At this year’s Hike-A-Thon, Dunne will do a gentle 1.5 mile hike with her husband, daughter and daughter’s fiance in the Terzian Woodlot, a property in Hague that she has never been to.

Amy’s Park, in Bolton, has a trail that’s perfect for children, says Hoffman.

“I took my three-year-old on this hike. A mile hike in, you end at this rocky outcrop and you can go down to the water, a kind of a large beaver pond. You get to see some frogs and salamanders along the way. There are some osprey that fly around. You could bring a picnic lunch.”

Peggy’s Point in Hague is another place that anyone can explore.

The waterfront property has a flat, grassy lawn and a friendship garden where people have placed plants to remember and honor loved ones.

“You can bring a wheelchair in there,” says Hoffman.

“Unless you are fortunate enough to have inherited land or are able to purchase land and be a land owner, this might be the only way for you to get out and have a scenic view or get to the waterfront. So we do have these parks and preserves all around Lake George, north end, south end,” she says.

“The Hike-A-Thon is an opportunity to showcase the fabulous properties that have been protected, to build awareness of the challenges facing Lake George (excessive development, invasive species, pollution, etc.) and to provide participants with a better appreciation of Lake George as a national treasure,” says Ryterband.

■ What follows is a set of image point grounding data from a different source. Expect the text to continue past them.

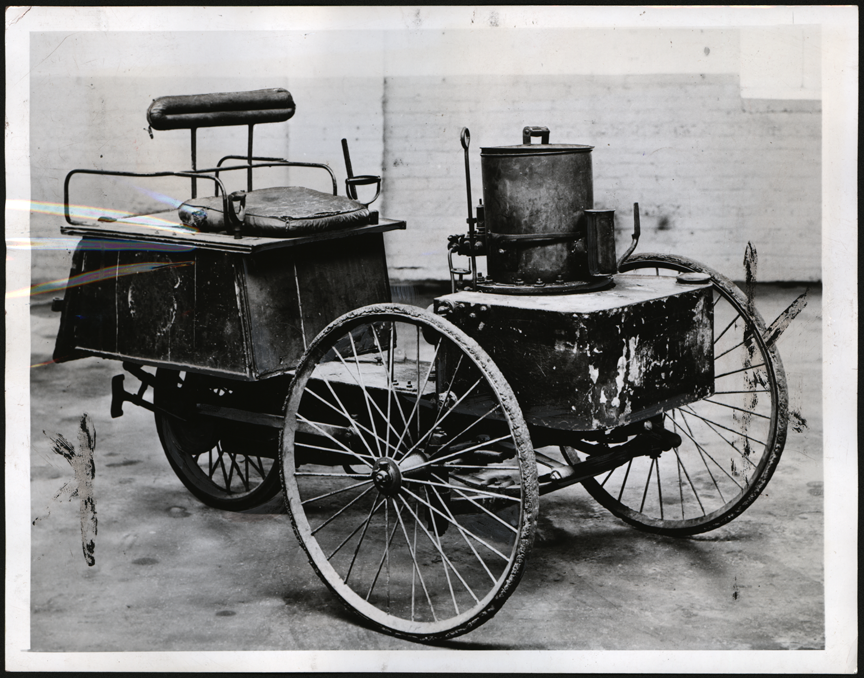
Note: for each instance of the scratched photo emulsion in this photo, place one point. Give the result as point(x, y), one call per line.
point(366, 340)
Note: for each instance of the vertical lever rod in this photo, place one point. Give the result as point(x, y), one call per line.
point(465, 139)
point(636, 233)
point(350, 190)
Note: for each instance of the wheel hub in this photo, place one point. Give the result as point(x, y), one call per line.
point(387, 476)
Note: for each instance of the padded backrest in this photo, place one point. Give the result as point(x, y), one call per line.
point(220, 110)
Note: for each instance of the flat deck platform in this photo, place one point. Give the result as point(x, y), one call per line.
point(166, 229)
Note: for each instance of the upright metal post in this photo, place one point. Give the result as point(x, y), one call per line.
point(194, 163)
point(249, 153)
point(465, 138)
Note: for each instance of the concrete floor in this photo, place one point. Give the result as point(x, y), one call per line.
point(172, 574)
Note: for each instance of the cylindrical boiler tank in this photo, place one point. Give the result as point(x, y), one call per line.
point(536, 197)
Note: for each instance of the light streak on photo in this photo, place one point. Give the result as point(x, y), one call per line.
point(93, 276)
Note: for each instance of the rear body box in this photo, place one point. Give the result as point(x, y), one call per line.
point(593, 361)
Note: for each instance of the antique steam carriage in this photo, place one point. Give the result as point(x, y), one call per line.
point(412, 445)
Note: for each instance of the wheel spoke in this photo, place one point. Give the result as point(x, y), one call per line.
point(626, 475)
point(462, 533)
point(437, 544)
point(477, 493)
point(737, 315)
point(338, 442)
point(414, 409)
point(434, 426)
point(432, 540)
point(467, 524)
point(375, 506)
point(354, 424)
point(743, 369)
point(456, 523)
point(477, 504)
point(388, 366)
point(366, 397)
point(345, 413)
point(731, 444)
point(647, 482)
point(703, 453)
point(710, 421)
point(345, 508)
point(335, 492)
point(659, 492)
point(363, 524)
point(414, 559)
point(459, 453)
point(732, 407)
point(470, 426)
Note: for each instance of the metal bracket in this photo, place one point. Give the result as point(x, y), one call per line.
point(119, 395)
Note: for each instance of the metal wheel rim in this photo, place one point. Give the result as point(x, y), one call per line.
point(206, 484)
point(489, 602)
point(773, 440)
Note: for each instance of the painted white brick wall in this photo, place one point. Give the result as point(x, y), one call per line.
point(710, 170)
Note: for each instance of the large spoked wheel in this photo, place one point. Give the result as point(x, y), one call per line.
point(731, 440)
point(226, 464)
point(409, 472)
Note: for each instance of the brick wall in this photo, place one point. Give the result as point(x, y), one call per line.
point(709, 170)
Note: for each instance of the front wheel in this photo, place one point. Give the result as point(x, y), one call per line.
point(409, 473)
point(731, 440)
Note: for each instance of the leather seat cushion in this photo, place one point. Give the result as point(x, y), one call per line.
point(279, 212)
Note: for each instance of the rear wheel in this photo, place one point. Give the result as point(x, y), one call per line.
point(731, 440)
point(409, 473)
point(226, 464)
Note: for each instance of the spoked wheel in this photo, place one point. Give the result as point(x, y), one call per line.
point(731, 440)
point(409, 473)
point(226, 464)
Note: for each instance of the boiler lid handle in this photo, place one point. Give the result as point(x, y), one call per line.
point(531, 131)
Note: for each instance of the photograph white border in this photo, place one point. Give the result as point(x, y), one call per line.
point(840, 298)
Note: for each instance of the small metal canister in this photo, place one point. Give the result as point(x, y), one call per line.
point(535, 197)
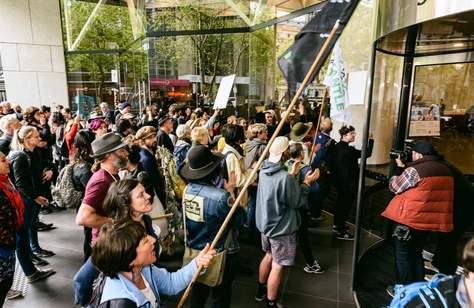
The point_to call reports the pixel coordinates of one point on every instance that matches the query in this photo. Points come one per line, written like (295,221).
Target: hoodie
(160,281)
(254,149)
(279,196)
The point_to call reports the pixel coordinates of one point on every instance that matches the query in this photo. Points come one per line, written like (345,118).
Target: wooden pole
(323,104)
(262,157)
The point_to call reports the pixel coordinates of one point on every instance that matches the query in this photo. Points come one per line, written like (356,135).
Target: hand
(311,177)
(42,201)
(317,147)
(230,184)
(47,175)
(399,162)
(295,168)
(205,256)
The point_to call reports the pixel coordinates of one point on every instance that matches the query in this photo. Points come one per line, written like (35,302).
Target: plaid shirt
(408,179)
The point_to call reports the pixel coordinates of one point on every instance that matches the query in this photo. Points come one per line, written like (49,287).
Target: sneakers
(12,294)
(40,275)
(315,268)
(261,293)
(43,253)
(38,261)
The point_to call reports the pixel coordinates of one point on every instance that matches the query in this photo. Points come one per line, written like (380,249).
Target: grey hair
(18,141)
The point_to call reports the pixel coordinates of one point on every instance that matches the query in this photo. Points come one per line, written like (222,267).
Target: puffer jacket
(21,173)
(429,205)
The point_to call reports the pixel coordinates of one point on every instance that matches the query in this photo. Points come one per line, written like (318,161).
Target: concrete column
(31,51)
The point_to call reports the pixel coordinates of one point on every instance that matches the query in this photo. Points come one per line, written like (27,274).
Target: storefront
(420,88)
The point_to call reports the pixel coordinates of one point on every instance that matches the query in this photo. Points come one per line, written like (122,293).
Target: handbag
(215,271)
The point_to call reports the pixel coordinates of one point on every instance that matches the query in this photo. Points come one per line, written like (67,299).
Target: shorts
(282,248)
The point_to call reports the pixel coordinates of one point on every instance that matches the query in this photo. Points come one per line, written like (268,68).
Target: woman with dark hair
(23,144)
(125,254)
(234,136)
(127,199)
(346,173)
(11,220)
(81,173)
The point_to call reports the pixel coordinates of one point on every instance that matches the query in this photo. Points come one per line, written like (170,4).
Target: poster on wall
(85,105)
(424,121)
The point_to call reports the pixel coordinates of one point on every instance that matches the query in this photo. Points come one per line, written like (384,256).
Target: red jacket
(429,205)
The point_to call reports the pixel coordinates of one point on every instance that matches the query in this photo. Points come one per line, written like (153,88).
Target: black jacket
(21,173)
(346,165)
(164,140)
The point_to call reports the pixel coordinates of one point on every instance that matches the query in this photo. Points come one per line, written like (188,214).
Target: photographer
(423,202)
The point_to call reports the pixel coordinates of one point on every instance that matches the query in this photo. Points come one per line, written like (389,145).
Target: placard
(424,121)
(223,93)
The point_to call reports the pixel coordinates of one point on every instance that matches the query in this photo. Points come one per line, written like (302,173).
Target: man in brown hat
(110,156)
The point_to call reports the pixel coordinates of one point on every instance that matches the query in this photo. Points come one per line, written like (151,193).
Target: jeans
(23,249)
(345,199)
(303,238)
(409,261)
(87,243)
(83,281)
(33,232)
(220,295)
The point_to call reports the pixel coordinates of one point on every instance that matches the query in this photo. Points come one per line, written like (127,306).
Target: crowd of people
(145,186)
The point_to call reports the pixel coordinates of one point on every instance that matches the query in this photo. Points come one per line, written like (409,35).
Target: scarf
(15,200)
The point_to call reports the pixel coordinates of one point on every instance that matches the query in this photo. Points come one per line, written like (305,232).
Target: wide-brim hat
(108,143)
(200,162)
(278,147)
(299,131)
(145,132)
(162,120)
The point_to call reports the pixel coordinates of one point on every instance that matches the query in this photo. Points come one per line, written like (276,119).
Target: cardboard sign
(223,93)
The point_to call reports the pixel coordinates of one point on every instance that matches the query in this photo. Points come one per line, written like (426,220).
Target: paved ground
(300,290)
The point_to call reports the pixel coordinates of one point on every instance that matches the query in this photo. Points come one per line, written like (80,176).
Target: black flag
(295,62)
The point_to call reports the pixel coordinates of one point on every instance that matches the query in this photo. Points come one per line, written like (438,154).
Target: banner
(335,79)
(295,62)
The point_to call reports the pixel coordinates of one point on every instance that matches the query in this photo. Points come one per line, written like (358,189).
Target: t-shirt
(96,190)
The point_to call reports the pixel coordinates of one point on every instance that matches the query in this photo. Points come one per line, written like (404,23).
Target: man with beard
(147,138)
(110,156)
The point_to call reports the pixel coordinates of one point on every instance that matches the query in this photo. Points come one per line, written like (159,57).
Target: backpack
(65,192)
(440,292)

LGLC trails and properties are open year-round from dawn to dusk. A map and downloadable trail guides can be found at www.lglc.org.

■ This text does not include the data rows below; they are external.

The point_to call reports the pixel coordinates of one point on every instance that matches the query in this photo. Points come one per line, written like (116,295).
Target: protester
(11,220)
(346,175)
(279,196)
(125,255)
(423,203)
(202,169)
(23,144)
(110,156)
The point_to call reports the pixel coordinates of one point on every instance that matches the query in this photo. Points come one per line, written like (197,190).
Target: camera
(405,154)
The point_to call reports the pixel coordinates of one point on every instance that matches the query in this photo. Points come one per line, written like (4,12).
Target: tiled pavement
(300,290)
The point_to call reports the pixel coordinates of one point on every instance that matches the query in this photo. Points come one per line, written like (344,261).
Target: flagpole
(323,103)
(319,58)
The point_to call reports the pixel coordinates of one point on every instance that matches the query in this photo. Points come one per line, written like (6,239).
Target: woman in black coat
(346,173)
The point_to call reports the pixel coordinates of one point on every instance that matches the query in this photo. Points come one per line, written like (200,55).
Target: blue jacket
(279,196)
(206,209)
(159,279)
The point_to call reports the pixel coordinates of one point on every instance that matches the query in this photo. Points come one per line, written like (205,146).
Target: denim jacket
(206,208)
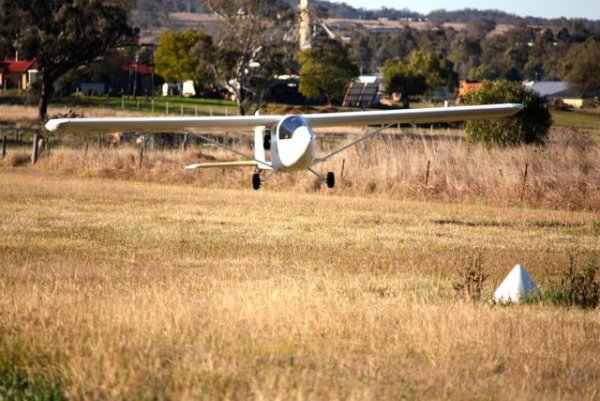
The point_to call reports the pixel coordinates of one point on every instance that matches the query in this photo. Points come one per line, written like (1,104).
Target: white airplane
(290,138)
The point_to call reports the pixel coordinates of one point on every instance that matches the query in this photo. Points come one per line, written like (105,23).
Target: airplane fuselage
(293,145)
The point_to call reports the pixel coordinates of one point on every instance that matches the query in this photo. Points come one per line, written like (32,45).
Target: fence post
(141,156)
(524,181)
(35,149)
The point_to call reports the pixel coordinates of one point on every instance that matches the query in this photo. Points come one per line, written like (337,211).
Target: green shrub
(578,287)
(529,126)
(17,386)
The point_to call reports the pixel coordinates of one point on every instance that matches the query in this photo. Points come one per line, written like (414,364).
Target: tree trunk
(240,99)
(45,89)
(405,101)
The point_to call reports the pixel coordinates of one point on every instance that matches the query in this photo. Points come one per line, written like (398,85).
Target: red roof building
(17,74)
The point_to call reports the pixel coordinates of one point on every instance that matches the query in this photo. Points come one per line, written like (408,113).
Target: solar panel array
(361,94)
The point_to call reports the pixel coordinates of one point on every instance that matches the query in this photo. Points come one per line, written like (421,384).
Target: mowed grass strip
(132,290)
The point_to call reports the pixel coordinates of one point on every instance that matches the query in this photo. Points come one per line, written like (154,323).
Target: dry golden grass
(140,290)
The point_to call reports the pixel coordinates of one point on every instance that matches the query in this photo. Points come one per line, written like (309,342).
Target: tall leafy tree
(253,47)
(422,72)
(173,58)
(529,126)
(64,34)
(326,69)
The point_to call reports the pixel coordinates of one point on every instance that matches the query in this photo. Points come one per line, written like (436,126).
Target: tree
(424,71)
(64,34)
(254,47)
(173,58)
(530,126)
(326,69)
(581,68)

“Cat and Thomas. You can do mountain biking there as well,” Hoffman says.

“A lot of the properties, they have some great skiing and snowshoeing.”

LGLC also offers guided hikes, educational programs and other events throughout the year.

If you want to do the Hike-A-Thon, registrations will be accepted through June 26.

Because the number of people allowed at each site is limited, some of the Hike-A-Thon sites get filled up by the end of April.

“The first one to fill up every year is Cat Mountain. People just love Cat Mountain,” Hoffman says.

“My personal hope is that we get people who think hiking is not for them. People who just want to try it.”